Lawrenceville Ghost and Haunted Cemetery Tours
When: Through October 31
Where: Aurora Theatre
Cost: $20
Details: In the mood for a thrill that doesn’t involve someone in a silicon mask jumping out at you? Head to Lawrenceville for a nightime walk where you can listen to storytellers spin yarns of the paranormal while touring spooky spots like the old jail. Or opt for a guided tour of the cemetery to look for ghosts. Don’t forget a flashlight!

13 Stories Haunted House
When: Through November 4
Where: 320 Temple Avenue West, Newnan
Cost: Starting at $15
Details: Rated as one of the Top 10 Scariest Haunted Houses by USA Today, this attraction is so intense that it requires you sign a a “sacrifice waiver” before entering. From a zombie apocalypse experience that lets you kill the undead with laser guns to “Clown Town,” this attraction is not for the faint of heart.

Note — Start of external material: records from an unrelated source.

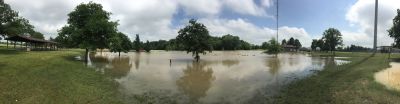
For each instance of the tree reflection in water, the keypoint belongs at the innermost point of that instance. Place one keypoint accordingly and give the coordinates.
(116, 67)
(120, 67)
(196, 80)
(230, 63)
(137, 60)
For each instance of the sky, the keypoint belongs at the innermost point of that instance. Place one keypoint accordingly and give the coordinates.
(252, 20)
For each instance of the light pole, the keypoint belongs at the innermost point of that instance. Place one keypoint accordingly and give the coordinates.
(277, 20)
(375, 26)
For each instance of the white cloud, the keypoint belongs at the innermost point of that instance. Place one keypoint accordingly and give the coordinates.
(361, 14)
(247, 7)
(252, 33)
(201, 7)
(152, 19)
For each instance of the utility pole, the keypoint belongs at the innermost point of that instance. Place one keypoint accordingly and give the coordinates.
(277, 20)
(375, 26)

Atlanta Horror Film Festival
When: October 19 to 22
Where: Synchronicity Theatre
Cost: $10 to $60
Details: Independent filmmakers celebrate the horror genre by showcasing their best works. Organized by block, each section has a different theme to play on your worst fears—then vote on your favorite to help choose the audience’s choice award.

Frightful foodie fun

Sunday Supper South
When: October 29, 5:30 to 10 p.m.
Where: Ponce City Market
Cost: From $250
Details: Preparing dishes under the theme of arachnophobia, award-winning Southern chefs will create a festive family-style meal to benefit the James Beard Foundation and nutrition education. The opening cocktail reception features local star chefs such as Kevin Gillespie, Ford Fry, and Hector Santiago.

Boos and Brews
When: October 28, 8 p.m. to 2 a.m.
Where: Center Stage, Vinyl, The Loft
Cost: $15 to $55
Details: Grab your best costume for the 8th annual beer festival. With five different costume awards, live music, and a DJ, you can sip and dance the night away.

Party time

Day of the Dead Halloween Party

When: October 28, 8 p.m. to 12 a.m.
Where: The Roof at Ponce City Market
Cost: $35 to $50
Details: Grab a date or your squad for a Mexican-inspired fiesta featuring costumed stilt walkers, flamenco dancers, and a lot of tequila. Guests can enjoy Skyline Park’s mini golf and carnival games, along with spooky menu specials such as jalapeno sangria served in blood bags.

Saint & Sinner’s Ball
When: October 28, 7 p.m.
Where: Park Tavern
Cost: $20 advance, $30 day of show
Details: The annual Saints & Sinners Ball, hosted by 105.7, features performances by rockers the Struts and Mondo Cozmo. Get your groove on, bring your best costume, and vie for the $1,000 grand prize.

Mummies & Mixers
When: October 26, 6 p.m.
Where: Michael C. Carlos Museum
Cost: $40
Details: Sip specialty cocktails from the Mercury’s Julian Goglia and dance with the undead at this monster-themed mixer. Special tours of the award-winning Ancient Egyptian galleries will have you up close and personal with the museum’s 10 mummies.

For your furry friends

Costumes on the Woof
When: October 26, 6 p.m.
Where: Loews Atlanta Hotel
Cost: $25 in advance, $30 door
Details: Start off Howl-o-ween weekend with this annual rooftop benefit for LifeLine Animal Project. The event boasts a dog costume contest judged by celebrity dog whisper Victoria Stillwell, complimentary cocktails, a photo booth, and a silent auction.

Freak Me-Owt Halloween Party
When: October 27, 9 p.m. to 12 a.m.
Where: Java Cats Café
Cost: $20
Details: Head to Atlanta’s new cat cafe for dancing, Halloween treats, beer, and, what you really came for—costumed kitties.